[R-sig-ME] Managing person identifier variable

Wed Oct 5 21:28:31 CEST 2016

> On Oct 5, 2016, at 2:21 PM, Theodore Lytras <thlytras at gmail.com> wrote:
> 
> Στις Τετάρτη, 5 Οκτωβρίου 2016 6:59:30 Μ.Μ. EEST MACDOUGALL Margaret έγραψε:
>> I would be most grateful for some advice in relation to the interpretation
>> of a person identifier variable (persID, say),  in R. I would like to
>> represent persons, as an independent variable, by a random effect. However,
>> there are over 200 such persons. Each person is allocated a random
>> numerical code as a unique identifier.  Currently, R is reading the
>> identifier variable as a numeric variable.
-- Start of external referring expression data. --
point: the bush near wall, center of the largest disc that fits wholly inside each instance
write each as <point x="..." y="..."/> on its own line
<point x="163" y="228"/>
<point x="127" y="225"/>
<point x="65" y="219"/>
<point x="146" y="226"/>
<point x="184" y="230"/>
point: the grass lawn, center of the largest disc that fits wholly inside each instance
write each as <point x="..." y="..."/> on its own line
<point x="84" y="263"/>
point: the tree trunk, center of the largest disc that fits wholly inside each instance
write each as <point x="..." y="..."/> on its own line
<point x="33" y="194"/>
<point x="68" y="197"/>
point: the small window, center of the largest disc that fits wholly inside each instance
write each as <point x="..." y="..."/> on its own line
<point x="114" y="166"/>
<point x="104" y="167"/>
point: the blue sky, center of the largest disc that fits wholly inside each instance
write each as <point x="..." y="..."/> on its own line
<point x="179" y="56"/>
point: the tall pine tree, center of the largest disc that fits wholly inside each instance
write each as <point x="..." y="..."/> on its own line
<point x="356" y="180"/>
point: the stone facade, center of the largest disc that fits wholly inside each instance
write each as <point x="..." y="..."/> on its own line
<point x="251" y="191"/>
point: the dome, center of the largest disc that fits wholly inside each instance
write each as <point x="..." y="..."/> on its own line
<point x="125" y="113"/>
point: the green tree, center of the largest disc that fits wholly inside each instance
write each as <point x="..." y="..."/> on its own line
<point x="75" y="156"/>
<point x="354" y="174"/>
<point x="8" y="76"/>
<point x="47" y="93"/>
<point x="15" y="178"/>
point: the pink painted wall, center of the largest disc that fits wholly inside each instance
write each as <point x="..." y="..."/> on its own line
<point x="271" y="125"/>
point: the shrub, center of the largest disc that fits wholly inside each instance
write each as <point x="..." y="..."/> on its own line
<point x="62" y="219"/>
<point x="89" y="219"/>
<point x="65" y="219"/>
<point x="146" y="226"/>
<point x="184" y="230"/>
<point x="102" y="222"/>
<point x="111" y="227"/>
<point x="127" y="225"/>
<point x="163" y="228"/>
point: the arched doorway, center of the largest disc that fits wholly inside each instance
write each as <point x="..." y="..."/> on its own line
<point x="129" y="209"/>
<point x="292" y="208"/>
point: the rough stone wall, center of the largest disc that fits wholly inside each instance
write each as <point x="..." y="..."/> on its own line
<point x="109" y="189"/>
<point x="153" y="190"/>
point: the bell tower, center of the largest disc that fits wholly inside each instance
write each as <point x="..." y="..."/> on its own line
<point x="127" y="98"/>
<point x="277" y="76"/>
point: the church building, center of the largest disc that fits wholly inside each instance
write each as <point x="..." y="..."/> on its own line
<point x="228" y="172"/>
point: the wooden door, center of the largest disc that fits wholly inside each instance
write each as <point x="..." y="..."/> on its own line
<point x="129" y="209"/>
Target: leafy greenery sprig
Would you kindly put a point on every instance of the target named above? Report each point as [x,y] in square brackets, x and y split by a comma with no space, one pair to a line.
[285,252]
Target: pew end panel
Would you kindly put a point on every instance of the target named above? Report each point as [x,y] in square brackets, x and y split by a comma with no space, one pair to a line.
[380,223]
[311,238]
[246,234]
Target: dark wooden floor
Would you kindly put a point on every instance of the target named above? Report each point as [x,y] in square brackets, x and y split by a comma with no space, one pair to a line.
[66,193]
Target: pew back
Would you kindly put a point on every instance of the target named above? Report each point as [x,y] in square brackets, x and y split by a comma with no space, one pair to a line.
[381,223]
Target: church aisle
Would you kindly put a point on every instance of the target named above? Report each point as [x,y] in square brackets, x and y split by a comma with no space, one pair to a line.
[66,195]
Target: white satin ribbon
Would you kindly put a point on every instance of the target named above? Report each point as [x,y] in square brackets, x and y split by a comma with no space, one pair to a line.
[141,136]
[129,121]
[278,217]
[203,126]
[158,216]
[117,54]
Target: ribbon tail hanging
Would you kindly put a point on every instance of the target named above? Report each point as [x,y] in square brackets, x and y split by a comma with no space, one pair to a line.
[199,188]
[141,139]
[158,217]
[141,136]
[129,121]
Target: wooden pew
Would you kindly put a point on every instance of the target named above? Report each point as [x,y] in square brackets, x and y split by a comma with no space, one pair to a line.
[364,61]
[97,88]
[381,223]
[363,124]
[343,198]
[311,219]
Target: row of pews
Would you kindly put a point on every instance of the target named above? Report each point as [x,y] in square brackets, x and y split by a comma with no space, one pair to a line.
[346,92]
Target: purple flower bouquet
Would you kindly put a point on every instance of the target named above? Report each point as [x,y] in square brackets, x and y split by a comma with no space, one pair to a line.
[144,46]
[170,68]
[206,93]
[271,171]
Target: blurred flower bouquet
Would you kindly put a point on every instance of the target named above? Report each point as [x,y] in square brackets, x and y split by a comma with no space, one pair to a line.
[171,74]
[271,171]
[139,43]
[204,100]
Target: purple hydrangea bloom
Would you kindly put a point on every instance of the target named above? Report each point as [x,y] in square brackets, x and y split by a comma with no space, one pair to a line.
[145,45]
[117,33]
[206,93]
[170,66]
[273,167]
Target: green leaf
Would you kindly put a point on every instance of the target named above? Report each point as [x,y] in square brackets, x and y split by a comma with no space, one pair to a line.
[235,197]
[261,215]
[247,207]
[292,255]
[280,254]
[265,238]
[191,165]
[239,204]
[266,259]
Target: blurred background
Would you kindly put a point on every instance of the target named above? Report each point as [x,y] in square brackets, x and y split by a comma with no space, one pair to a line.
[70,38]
Is there a quick way of
>> addressing this problem by recoding the variable?  (I do not wish to bin
>> the values into category ranges; rather, I wish to avoid the numerical
>> codes being interpreted literally.)
> 
> Just recode it as a factor, i.e. factor(persID).
> 
> By the way, lme4 does that implicitly if you specify a numeric variable as a 
> random effect in a model formula, i.e. you can just say: y ~ x + (1|persID) 
> instead of: y ~ x + (1|factor(persID))

Just a quick pointer here which is that if the persID values contained leading zeros that are a material part of the unique IDs, such as:

  01234
  001234

then coercing to factors, after having been coerced to numeric values, will result in both of the above being 1234:

> factor(as.numeric("01234"))
[1] 1234
Levels: 1234

> factor(as.numeric("001234"))
[1] 1234
Levels: 1234

Food for thought...

Regards,

Marc Schwartz

	[[alternative HTML version deleted]]